Cupitt is a Christian, of sorts: at least, he’s an ordained Anglican priest. But he believes almost nothing of traditional Christianity. “The whole system of Christian doctrine is a somewhat haphazard human construct with an all-too-human history, and … the Bible, when read closely, does not actually teach – nor even support – orthodox doctrine.”
Batchelor, similarly, trained for 10 years as a Buddhist monk in Dharamsala, the headquarters of the exiled Dalai Lama, but believes few of the central doctrines of traditional Buddhism. “The kind of secular Buddhism I am interested in … entails a rethinking of Buddhism from the ground up. And what emerges from this reconfiguration of core values and ideas might not look anything like the Buddhism we are familiar with today.”

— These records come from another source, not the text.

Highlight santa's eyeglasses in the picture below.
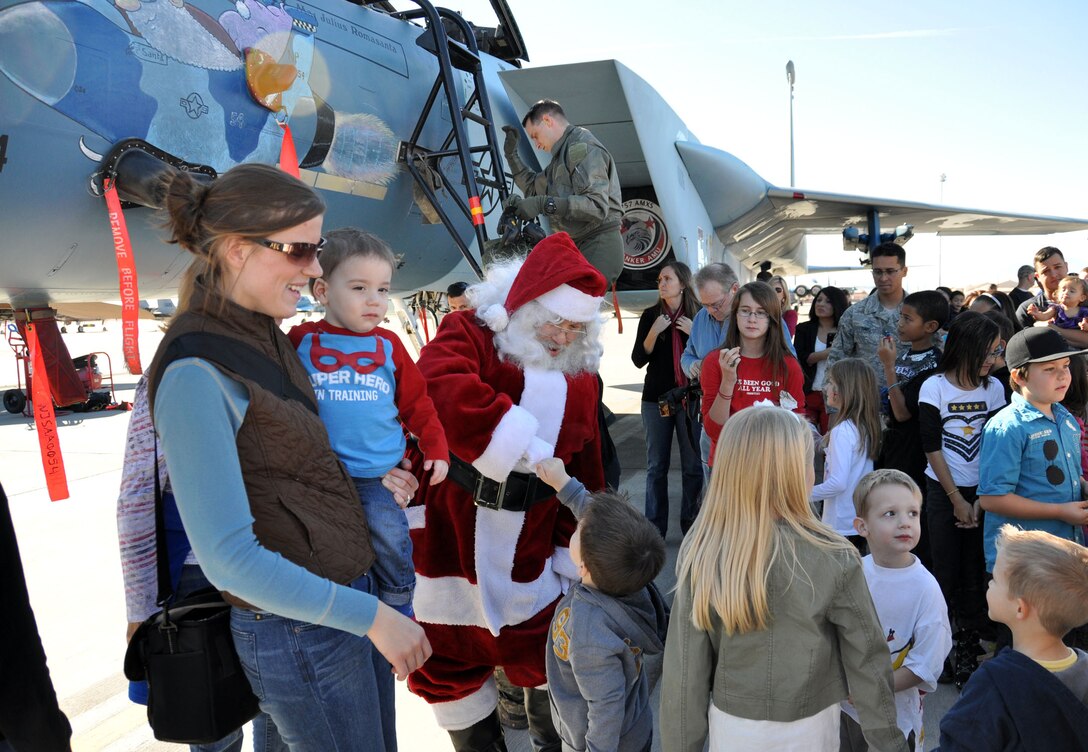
[541,319,585,340]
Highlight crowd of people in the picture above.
[103,165,1088,752]
[8,101,1088,752]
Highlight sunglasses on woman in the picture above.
[252,237,325,267]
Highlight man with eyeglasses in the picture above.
[1014,246,1088,347]
[827,243,906,389]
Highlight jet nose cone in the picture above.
[0,2,76,106]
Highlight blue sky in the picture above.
[448,0,1088,288]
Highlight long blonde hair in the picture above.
[827,358,883,461]
[677,407,853,634]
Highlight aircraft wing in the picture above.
[676,141,1088,269]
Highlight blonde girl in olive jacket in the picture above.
[660,407,907,752]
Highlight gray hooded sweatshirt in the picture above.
[545,481,667,752]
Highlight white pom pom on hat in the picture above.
[477,233,607,332]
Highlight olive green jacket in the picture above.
[507,125,623,241]
[660,523,907,752]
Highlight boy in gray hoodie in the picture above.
[536,457,667,752]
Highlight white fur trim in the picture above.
[477,303,510,332]
[514,436,555,472]
[405,504,426,530]
[412,565,570,634]
[412,507,577,637]
[518,368,567,446]
[431,676,498,731]
[472,405,540,482]
[536,283,604,321]
[475,507,536,637]
[412,572,489,629]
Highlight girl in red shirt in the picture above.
[700,282,805,466]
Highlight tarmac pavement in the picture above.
[0,316,956,752]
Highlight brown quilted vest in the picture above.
[148,285,374,606]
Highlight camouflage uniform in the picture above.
[507,125,623,284]
[827,293,906,389]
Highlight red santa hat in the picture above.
[477,233,607,332]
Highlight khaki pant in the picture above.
[574,229,623,288]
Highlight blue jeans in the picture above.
[351,478,416,618]
[231,575,396,752]
[642,402,703,538]
[698,426,710,489]
[128,564,287,752]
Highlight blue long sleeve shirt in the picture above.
[154,358,378,637]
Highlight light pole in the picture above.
[786,60,798,188]
[937,172,949,284]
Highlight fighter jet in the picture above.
[0,0,1088,478]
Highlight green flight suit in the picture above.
[507,125,623,285]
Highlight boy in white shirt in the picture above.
[839,469,952,752]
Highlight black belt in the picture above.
[449,452,555,511]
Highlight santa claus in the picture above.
[406,233,605,751]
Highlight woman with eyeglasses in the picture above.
[918,311,1005,687]
[702,282,805,465]
[631,261,703,538]
[148,164,430,752]
[793,287,850,433]
[769,274,798,338]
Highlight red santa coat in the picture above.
[406,311,604,728]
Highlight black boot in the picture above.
[952,629,986,689]
[495,666,529,729]
[449,710,506,752]
[526,689,562,752]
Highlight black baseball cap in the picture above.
[1005,326,1088,369]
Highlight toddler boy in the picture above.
[940,526,1088,752]
[287,227,449,616]
[978,328,1088,571]
[877,289,949,421]
[839,470,952,752]
[536,457,667,752]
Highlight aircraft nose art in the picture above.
[0,1,156,141]
[0,2,76,107]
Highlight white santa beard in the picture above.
[495,304,601,375]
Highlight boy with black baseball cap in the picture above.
[978,326,1088,572]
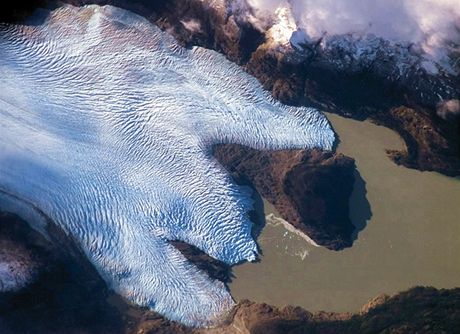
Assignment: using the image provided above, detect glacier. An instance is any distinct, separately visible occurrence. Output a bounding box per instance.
[0,5,335,326]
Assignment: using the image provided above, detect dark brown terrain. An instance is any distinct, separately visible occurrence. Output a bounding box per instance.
[0,0,460,334]
[0,213,460,334]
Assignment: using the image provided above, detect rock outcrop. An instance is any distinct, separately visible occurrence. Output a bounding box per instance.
[214,145,355,250]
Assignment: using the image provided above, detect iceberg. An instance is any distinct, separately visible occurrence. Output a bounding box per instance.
[0,5,335,326]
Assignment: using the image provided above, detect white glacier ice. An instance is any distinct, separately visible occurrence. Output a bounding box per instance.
[0,6,334,326]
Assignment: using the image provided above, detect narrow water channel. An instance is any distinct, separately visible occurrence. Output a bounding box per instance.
[230,114,460,312]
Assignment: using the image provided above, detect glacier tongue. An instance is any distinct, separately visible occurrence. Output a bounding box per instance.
[0,6,334,326]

Both men believe in the finality of death. They suppose that this life is the only one we have or can have, and that it is absurd to suppose that personality, in any form, survives the collapse of the body. The doctrine of karma is here reduced to a simple statement of faith that the world is made of braided causal chains: every effect has a cause, and is itself a cause of other effects. There’s nothing there about reincarnation.
Speaking of lugging too much stuff around with you… I can’t help but feel that it’s just too much trouble to try to renovate from within a well-established framework that has existed for centuries. It’s too likely to end up as an argument over linguistic minutiae and appeals to authority. The -ism suffix is like a conceptual climbing vine; it slowly suffocates a way of life, renders a body of thought immobile.